Approximately half a mile away, up near a hillside embankment, an old service truck set out by the marines for target practice, which earlier Kimbo and I had been playing on, became just that. Again, suddenly the F-15’s appearing out of nowhere, and just as easily and effortlessly as swatting an insect, strafed the landscape with fire and shell, instantly demolishing the otherwise full-size truck, as if it were a fly. With the inferno raging in my petrified eyes and the charred stench of rubber tires, I immediately started thinking about our shooting gallery earlier that day. I never liked shooting guns, that was my father’s and Kimbo’s thing. Guns always scared me. But now, I started thinking about the bullets and the tin cans, comparing them to what I saw now.

Neither Kimbo nor I knew what to do next. Neither of us could drive, though given the circumstances, I’m certain our improvisational skills would have been quite impressive and we were both prepared to drive the jeep ourselves.
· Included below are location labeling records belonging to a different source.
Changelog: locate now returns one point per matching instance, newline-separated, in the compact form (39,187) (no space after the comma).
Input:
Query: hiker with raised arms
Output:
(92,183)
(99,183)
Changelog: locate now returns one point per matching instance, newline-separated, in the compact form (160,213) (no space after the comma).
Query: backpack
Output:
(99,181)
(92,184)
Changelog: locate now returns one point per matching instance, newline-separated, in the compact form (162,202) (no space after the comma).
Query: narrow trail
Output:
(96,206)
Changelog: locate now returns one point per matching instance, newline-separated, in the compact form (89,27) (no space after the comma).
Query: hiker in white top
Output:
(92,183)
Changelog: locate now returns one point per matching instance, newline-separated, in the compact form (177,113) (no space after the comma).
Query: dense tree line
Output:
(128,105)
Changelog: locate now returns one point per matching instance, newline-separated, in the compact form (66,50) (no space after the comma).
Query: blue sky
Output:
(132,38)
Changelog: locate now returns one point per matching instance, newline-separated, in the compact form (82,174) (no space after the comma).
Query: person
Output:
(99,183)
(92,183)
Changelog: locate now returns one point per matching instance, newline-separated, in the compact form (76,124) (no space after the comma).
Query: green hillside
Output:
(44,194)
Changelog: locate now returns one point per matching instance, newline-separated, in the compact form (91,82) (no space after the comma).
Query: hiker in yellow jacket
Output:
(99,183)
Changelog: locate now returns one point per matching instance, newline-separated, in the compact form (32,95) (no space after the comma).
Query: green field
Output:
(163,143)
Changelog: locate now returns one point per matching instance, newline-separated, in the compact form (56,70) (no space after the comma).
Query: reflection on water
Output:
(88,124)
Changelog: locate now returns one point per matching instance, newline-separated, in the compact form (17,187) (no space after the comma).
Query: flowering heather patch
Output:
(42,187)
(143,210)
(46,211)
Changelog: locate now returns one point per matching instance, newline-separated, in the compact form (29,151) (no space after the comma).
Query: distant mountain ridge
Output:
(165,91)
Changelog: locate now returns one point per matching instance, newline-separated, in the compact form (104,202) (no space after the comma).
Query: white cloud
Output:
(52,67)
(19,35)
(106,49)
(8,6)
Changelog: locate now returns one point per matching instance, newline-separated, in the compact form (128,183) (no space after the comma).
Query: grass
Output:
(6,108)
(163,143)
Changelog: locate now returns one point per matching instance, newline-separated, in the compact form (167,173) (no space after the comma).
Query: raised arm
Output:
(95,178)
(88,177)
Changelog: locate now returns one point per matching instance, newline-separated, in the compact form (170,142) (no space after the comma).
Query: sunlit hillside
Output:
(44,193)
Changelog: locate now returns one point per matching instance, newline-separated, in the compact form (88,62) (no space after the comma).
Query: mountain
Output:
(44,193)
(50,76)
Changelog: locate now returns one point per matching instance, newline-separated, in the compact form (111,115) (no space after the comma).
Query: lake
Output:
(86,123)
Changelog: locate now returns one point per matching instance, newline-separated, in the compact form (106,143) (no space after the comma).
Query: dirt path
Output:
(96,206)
Then far away in the distance, I saw something, somebody. It was my father and he was running for his life. He was so far away I could barely see him. He blended into the blue sand as if a tiny grain himself. When he finally made it to the jeep, he jumped in, slammed it into gear and immediately turned on the headlights. My father had hoped the pilots would somehow see the beams, and the bombing would miraculously cease and desist.
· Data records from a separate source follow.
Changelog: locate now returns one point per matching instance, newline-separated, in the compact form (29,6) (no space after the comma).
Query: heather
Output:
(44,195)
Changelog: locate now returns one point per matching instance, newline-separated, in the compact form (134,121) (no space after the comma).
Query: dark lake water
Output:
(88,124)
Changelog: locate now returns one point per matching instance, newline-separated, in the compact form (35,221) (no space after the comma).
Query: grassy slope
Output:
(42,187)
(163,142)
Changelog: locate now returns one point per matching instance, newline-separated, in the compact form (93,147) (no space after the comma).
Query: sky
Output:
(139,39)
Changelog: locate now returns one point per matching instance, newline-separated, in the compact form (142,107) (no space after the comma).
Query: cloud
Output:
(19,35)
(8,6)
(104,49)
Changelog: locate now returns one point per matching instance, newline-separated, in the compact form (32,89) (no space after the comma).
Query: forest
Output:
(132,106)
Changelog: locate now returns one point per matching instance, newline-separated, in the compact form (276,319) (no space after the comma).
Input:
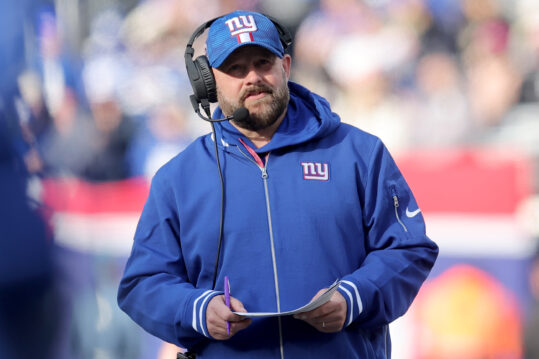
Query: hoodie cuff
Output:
(198,313)
(350,292)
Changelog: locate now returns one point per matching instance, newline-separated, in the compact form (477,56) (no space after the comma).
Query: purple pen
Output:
(227,301)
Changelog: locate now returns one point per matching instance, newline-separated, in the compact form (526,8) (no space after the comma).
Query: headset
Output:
(204,87)
(200,73)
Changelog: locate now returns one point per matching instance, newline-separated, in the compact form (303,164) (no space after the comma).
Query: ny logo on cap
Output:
(242,27)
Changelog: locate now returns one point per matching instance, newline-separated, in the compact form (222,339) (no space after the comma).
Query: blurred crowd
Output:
(97,89)
(103,93)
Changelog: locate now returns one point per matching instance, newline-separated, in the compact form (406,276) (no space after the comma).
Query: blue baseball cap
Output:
(240,28)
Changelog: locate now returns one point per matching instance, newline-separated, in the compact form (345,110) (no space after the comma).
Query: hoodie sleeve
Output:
(155,290)
(399,254)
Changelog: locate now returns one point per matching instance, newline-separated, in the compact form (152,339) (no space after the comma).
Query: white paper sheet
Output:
(307,307)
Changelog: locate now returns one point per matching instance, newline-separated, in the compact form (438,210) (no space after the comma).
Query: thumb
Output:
(236,305)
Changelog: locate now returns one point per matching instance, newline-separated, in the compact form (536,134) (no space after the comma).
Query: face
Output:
(254,78)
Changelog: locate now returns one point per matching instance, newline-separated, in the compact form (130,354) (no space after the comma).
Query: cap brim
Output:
(217,62)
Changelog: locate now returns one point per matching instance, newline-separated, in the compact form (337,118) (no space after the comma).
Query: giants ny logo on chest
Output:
(317,171)
(242,27)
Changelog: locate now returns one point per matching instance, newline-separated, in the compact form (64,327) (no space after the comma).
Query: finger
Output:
(237,326)
(236,305)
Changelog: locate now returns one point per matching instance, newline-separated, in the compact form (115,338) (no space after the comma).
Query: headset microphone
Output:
(241,114)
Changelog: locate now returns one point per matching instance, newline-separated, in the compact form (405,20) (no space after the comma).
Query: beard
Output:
(263,112)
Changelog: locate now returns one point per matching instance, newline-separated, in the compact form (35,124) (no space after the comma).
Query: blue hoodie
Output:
(328,203)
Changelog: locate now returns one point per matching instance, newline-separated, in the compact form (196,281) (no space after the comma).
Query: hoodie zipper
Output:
(396,205)
(264,171)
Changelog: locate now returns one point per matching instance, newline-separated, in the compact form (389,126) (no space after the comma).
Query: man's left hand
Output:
(329,317)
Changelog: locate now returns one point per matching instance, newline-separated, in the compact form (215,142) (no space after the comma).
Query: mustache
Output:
(254,90)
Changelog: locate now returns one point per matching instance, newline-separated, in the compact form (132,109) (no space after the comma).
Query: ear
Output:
(287,63)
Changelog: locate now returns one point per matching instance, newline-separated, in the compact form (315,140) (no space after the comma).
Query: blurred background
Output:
(95,99)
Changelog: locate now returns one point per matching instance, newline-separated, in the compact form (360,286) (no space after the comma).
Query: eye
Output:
(264,63)
(235,69)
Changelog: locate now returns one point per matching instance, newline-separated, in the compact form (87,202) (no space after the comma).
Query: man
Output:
(308,200)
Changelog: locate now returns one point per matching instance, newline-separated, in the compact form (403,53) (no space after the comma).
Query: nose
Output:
(252,76)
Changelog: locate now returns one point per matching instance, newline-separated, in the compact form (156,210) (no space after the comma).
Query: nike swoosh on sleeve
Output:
(411,214)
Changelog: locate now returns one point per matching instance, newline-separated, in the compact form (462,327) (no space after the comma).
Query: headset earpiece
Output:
(204,87)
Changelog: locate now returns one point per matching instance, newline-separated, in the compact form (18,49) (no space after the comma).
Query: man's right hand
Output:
(217,314)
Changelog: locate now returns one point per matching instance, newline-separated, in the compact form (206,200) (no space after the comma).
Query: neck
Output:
(261,137)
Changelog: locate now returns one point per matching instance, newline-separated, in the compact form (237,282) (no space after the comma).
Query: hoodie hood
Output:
(308,117)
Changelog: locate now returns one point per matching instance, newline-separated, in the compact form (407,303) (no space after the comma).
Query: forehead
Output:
(245,53)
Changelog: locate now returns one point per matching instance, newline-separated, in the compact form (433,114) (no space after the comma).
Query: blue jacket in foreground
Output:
(329,204)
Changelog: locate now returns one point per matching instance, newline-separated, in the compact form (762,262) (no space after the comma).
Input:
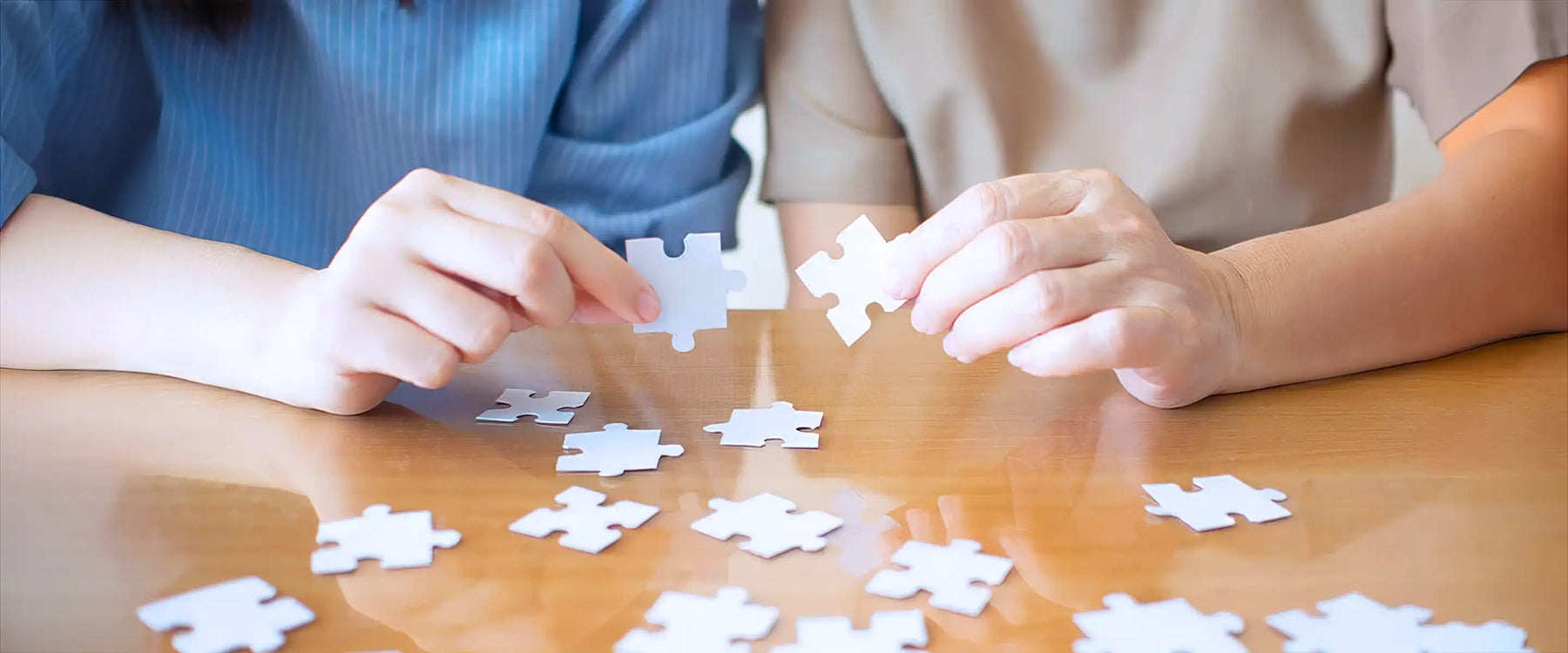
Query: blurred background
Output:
(760,254)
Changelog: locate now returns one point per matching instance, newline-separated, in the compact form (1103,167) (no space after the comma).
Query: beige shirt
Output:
(1230,118)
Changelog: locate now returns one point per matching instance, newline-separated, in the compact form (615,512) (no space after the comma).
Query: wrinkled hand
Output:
(1070,272)
(439,272)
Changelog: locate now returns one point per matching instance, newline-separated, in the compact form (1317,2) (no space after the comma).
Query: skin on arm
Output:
(811,227)
(1476,256)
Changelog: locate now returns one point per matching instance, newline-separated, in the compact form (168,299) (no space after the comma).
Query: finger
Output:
(1032,306)
(962,219)
(1003,254)
(384,343)
(444,307)
(1107,340)
(588,262)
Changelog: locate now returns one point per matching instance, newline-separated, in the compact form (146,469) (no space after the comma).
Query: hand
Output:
(439,272)
(1071,273)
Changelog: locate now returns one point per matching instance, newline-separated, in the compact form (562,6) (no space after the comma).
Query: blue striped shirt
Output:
(280,135)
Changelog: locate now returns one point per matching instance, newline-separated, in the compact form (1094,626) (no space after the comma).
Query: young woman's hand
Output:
(439,272)
(1071,272)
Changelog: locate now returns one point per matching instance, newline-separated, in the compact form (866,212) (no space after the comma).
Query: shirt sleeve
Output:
(1454,57)
(831,137)
(38,44)
(640,139)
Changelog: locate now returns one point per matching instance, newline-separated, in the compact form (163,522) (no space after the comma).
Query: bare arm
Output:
(84,290)
(813,227)
(1476,256)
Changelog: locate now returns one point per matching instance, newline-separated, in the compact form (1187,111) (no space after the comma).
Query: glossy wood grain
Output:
(1442,484)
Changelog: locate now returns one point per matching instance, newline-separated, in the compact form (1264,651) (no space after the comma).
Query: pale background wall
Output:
(760,254)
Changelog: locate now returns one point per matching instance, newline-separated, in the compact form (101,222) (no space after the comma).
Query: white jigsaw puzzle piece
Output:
(855,279)
(692,287)
(948,572)
(768,523)
(697,623)
(587,523)
(544,409)
(889,633)
(1214,503)
(1463,637)
(229,616)
(615,451)
(1162,627)
(1352,623)
(399,541)
(780,421)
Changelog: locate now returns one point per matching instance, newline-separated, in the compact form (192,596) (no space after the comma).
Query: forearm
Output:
(1473,257)
(811,227)
(84,290)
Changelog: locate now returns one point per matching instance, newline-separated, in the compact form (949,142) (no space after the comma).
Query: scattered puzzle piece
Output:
(225,617)
(615,451)
(1352,623)
(855,279)
(946,572)
(1463,637)
(544,409)
(767,521)
(1214,503)
(1162,627)
(697,623)
(889,633)
(692,287)
(756,427)
(399,541)
(587,523)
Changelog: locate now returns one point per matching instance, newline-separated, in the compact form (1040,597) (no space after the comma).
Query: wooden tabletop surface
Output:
(1442,484)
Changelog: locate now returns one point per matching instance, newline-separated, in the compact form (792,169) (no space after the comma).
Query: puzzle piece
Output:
(399,541)
(946,572)
(690,287)
(767,521)
(1214,503)
(697,623)
(1162,627)
(1352,623)
(1463,637)
(781,421)
(229,616)
(544,409)
(855,279)
(615,451)
(587,523)
(889,633)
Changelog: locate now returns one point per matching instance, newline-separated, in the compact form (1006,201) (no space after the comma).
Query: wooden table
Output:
(1442,484)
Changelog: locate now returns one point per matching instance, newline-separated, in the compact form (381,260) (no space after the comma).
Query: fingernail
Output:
(646,306)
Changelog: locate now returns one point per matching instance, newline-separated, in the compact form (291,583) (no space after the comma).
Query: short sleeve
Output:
(831,137)
(640,137)
(38,43)
(1454,57)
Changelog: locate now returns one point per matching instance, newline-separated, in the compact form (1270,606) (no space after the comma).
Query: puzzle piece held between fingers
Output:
(1214,503)
(227,616)
(399,541)
(1162,627)
(615,451)
(697,623)
(948,572)
(780,421)
(855,279)
(768,523)
(889,633)
(587,523)
(692,287)
(544,409)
We flew across the mountains, gorges and cliffs like they were nothing at all. I looked back and I could see pieces of the demolished truck sprawled everywhere. Some of the pieces were still on fire and from a distance looked like tiny gutted fireflies. I quickly turned away and looked at Kimbo and my father. They both had a dead cold flatness in their eyes, but their skin was shining and strangely alive.

Once we were out and onto the open highway, safe from getting caught in a place where we were not supposed to be, not to mention annihilated, I sat in the back darkness of the jeep and I started thinking. I thought about a lot of things. I thought about how dangerous and how stupid it was to be doing what we were doing. I thought about Sodom and Gomorrah and that woman who disobeyed God and turned around. I wanted to turn around and look back. I looked out the front window of the jeep, through the immediate carnage of dead mosquitoes and crickets, and I lost myself in the purple, celestial sky. But I could not resist. I turned slowly and watched the varying degrees of purple turn from red to orange and finally into pale yellow. Turning, I looked up into the sky behind me, and directly into her face. I looked at her cool and indifferent smile tilted toward the earth and I realized that not only was she the beautiful moon of the desert, and the innocent face of a child, but she was also a burning torch of a murdering people, and that the same light which lit up the ground for us below, was the same light that guided magnificent killing machines above. She was also a bomber’s moon.